Given the enormous volatility going on in Fairfax's CDS portfolio, I thought i might try to shed some light on the matter. Below are some of the major holdings for a subsidiary, Odyssey Re America, at end of December 2006. Prem has stated that some of these are looking for capital appreciation, while others are to hedge their reinsurance recoverables and business. The ones in bold are the ones I assume were for investment rather than hedging purposes.

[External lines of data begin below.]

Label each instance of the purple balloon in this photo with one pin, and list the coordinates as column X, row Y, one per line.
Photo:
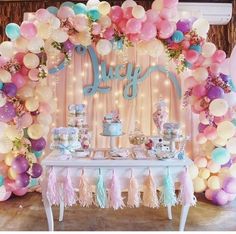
column 22, row 180
column 68, row 45
column 184, row 25
column 10, row 89
column 229, row 185
column 220, row 197
column 215, row 92
column 20, row 164
column 36, row 170
column 38, row 144
column 201, row 127
column 7, row 112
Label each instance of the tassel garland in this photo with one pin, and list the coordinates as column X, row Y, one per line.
column 85, row 192
column 101, row 194
column 150, row 198
column 69, row 194
column 186, row 195
column 53, row 194
column 168, row 196
column 114, row 195
column 133, row 193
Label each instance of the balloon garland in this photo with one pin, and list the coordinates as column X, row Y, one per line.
column 36, row 45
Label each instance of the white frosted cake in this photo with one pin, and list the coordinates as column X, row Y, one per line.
column 112, row 125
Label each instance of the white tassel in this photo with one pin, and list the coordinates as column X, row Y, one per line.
column 133, row 192
column 150, row 198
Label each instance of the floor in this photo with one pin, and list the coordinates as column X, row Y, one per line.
column 27, row 214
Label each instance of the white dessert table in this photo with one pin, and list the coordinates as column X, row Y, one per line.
column 122, row 167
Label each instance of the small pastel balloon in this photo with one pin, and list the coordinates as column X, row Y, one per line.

Company / notional amount in millions
Ace Holdings - 110
Allianz France - 130
Societe Generale- 175
Aegon - 105
Swiss Re- 75
Ambac - 110
AIG (?) - 330
Countrywide- 130
Freddie Mac- 235
Hanover - 155
JP Morgan - 75
MBIA - 65
MGIC - 205
PMI Group - 230
Radian - 260
Washington Mutual - 210
XL Capital - 200
Most of the counterparties for these deals are Citibank, Duetsche Bank, and Barclays. I'm particularly glad to see Countrywide, MGIC, PMI, and Radian among the bigger holdings on that list, especially since I'm not too optimistic on their futures and because their debt protection costs have been soaring the past few days. I'll be watching these names closely for updates.
3 comments:
Thanks Nick,
I looked in their annual and couldn't find more information about the swaps by searching for credit default.
Yes, I had to go through US insurance filings in order to find this out. These numbers exclude a lot of the CDS portfolio, but you can assume that the composition is mostly the same across the other Fairfax subsidiaries.
Just one question.
Are the default swaps owned against guarantors (Ambac, MBIA, Radian, MTG) owned against the regulated insurance subsidiary or against the holding company? It makes a big difference.